Evaluation criteria:

There are several criteria for determining a positive result. Any, one, or all of the following can be used to determine the overall result of the study:

1. A dose-related increase in mutant frequency over the dose range tested (De Serres and Shelby (1979)).
2. A reproducible increase at one or more concentrations.
3. Biological relevance against in-house historical control ranges.
4. Fold increase greater than two times the concurrent solvent control for any tester strain (especially if accompanied by an out-of-historical range response).

A test item will be considered non-mutagenic (negative) in the test system if the above criteria are not met.

De Serres F J and Shelby M D (1979), Recommendations on data production and analysis using the Salmonella/microsome mutagenicity assay, Environmental
Mutagenesis, 1, 87-92.

Statistics:

Statistical analysis of data as determined by UKEMS (Mahon et al (1989)).

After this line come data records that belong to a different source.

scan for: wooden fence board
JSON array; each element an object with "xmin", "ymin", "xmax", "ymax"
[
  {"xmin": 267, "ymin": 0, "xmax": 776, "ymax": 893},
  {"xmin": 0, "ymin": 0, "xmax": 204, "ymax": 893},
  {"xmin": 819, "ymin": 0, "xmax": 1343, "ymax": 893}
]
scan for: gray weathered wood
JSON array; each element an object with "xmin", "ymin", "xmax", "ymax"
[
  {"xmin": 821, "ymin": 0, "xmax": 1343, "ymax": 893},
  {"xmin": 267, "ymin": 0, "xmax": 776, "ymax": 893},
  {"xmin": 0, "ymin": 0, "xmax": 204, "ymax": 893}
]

Mahon G A T et al(1989) Analysis of data from microbial colony assays. In: Statistical Evaluation of Mutagenicity Test Data, UKEMS sub-committee on guidelines for mutagenicity testing, (Kirkland D J Ed.), Cambridge University PressReport, 26-65.

Results and discussion

Test resultsopen allclose all

Additional information on results:

TEST-SPECIFIC CONFOUNDING FACTORS
- Precipitation: A test item precipitate (greasy in appearance) was noted at 5000 µg/plate, this observation did not prevent the scoring of revertant colonies.

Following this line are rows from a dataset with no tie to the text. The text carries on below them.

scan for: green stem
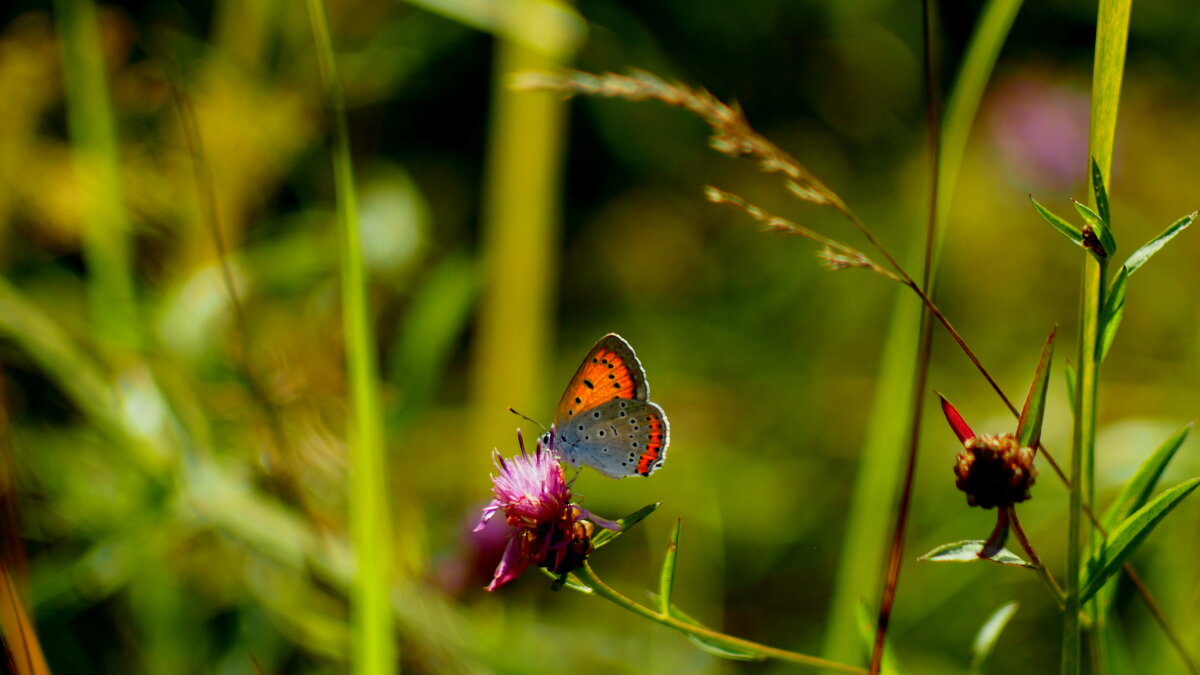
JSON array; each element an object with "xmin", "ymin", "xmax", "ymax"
[
  {"xmin": 572, "ymin": 563, "xmax": 866, "ymax": 673},
  {"xmin": 1004, "ymin": 506, "xmax": 1064, "ymax": 609},
  {"xmin": 1062, "ymin": 252, "xmax": 1104, "ymax": 675},
  {"xmin": 1062, "ymin": 0, "xmax": 1132, "ymax": 675},
  {"xmin": 54, "ymin": 0, "xmax": 142, "ymax": 353},
  {"xmin": 308, "ymin": 0, "xmax": 396, "ymax": 675}
]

RANGE-FINDING/SCREENING STUDIES: A preliminary toxicity test was conducted (see below).

COMPARISON WITH HISTORICAL CONTROL DATA: Combined historical negative, positive and solvent control ranges from the laboratory for 2010 and 2011 were presented (Appendix 2).

Remarks on result:

other: other: preliminary test

Remarks:

Migrated from field 'Test system'.

Any other information on results incl. tables

Preliminary Toxicity Test

With (+) or without (-) S9-mix	Strain	Dose (µg/plate)
		0	0.15	0.5	1.5	5	15	50	150	500	1500	5000
-	TA100	83	77	76	90	94	104	89	68	92	87	69
+	TA100	116	98	100	123	91	106	118	96	100	97	101
-	WP2uvrA	33	27	37	35	25	36	30	30	24	27	19
+	WP2uvrA	38	30	44	40	37	34	37	27	30	36	12

Numbers refer to revertant colonies.

Study report attachments:

Table 1 Spontaneous Mutation Rates (Concurrent Negative Controls) (41202089)

Tables 2 & 3 Experiment 1 – With & Without Metabolic Activation (41202089)

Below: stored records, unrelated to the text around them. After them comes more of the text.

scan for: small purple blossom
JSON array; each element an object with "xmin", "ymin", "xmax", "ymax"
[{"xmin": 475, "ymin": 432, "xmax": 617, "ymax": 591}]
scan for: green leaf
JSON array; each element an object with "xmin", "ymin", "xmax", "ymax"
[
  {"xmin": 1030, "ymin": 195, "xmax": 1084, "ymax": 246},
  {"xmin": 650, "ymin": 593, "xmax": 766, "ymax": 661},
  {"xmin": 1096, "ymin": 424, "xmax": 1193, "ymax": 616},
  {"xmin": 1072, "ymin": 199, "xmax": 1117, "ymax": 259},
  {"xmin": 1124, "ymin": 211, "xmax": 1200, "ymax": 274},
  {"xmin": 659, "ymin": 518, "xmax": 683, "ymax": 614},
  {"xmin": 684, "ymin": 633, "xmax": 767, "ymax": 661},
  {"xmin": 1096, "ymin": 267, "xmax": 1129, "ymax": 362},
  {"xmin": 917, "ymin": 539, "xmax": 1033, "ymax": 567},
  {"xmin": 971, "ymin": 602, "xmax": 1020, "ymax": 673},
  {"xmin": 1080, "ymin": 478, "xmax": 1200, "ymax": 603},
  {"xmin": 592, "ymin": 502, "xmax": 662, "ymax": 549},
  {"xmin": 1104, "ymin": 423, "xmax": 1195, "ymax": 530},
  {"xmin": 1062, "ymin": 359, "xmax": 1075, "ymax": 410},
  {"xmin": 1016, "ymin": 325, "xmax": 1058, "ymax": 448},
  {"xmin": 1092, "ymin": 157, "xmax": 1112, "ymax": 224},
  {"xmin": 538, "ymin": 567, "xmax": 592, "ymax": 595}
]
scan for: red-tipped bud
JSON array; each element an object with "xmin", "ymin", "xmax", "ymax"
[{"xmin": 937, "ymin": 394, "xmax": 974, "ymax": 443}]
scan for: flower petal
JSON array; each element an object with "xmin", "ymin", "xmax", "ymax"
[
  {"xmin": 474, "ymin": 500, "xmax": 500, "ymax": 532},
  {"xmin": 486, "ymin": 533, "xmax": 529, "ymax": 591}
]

Tables 4 & 5 Experiment 2 – With & Without Metabolic Activation (41202089)

Appendix 2 History Profile of Vehicle and Positive Control Values (41202089)

Applicant's summary and conclusion

Conclusions:

The test item, L-Carvone, was considered to be non-mutagenic with and without metabolic activation under the conditions of this test.

Executive summary:

In a reverse gene mutation assay in bacteria (41202089), strains of S. typhimurium TA 1535, TA 1537, TA 98, TA 100 and E. coli WP2 uvr A were exposed to L-carvone in DMSO at concentrations of 0, 50, 150, 500, 1500 and 5000 µg/plate (direct plate incorporation; experiment 1) and 0, 5, 15, 50, 150, 500, 1500 and 5000 µg/plate (pre-incubation; experiment 2) in the presence and absence of mammalian metabolic activation (rat S9). L-carvone was tested up to the limit concentration (5000 µg/plate).

The positive controls induced the appropriate responses in the corresponding strains. There was no evidence of induced mutant colonies over background.

This study is classified as acceptable. This study satisfies the requirement for Test Guideline OECD 471 for in vitro mutagenicity (bacterial reverse gene mutation) data.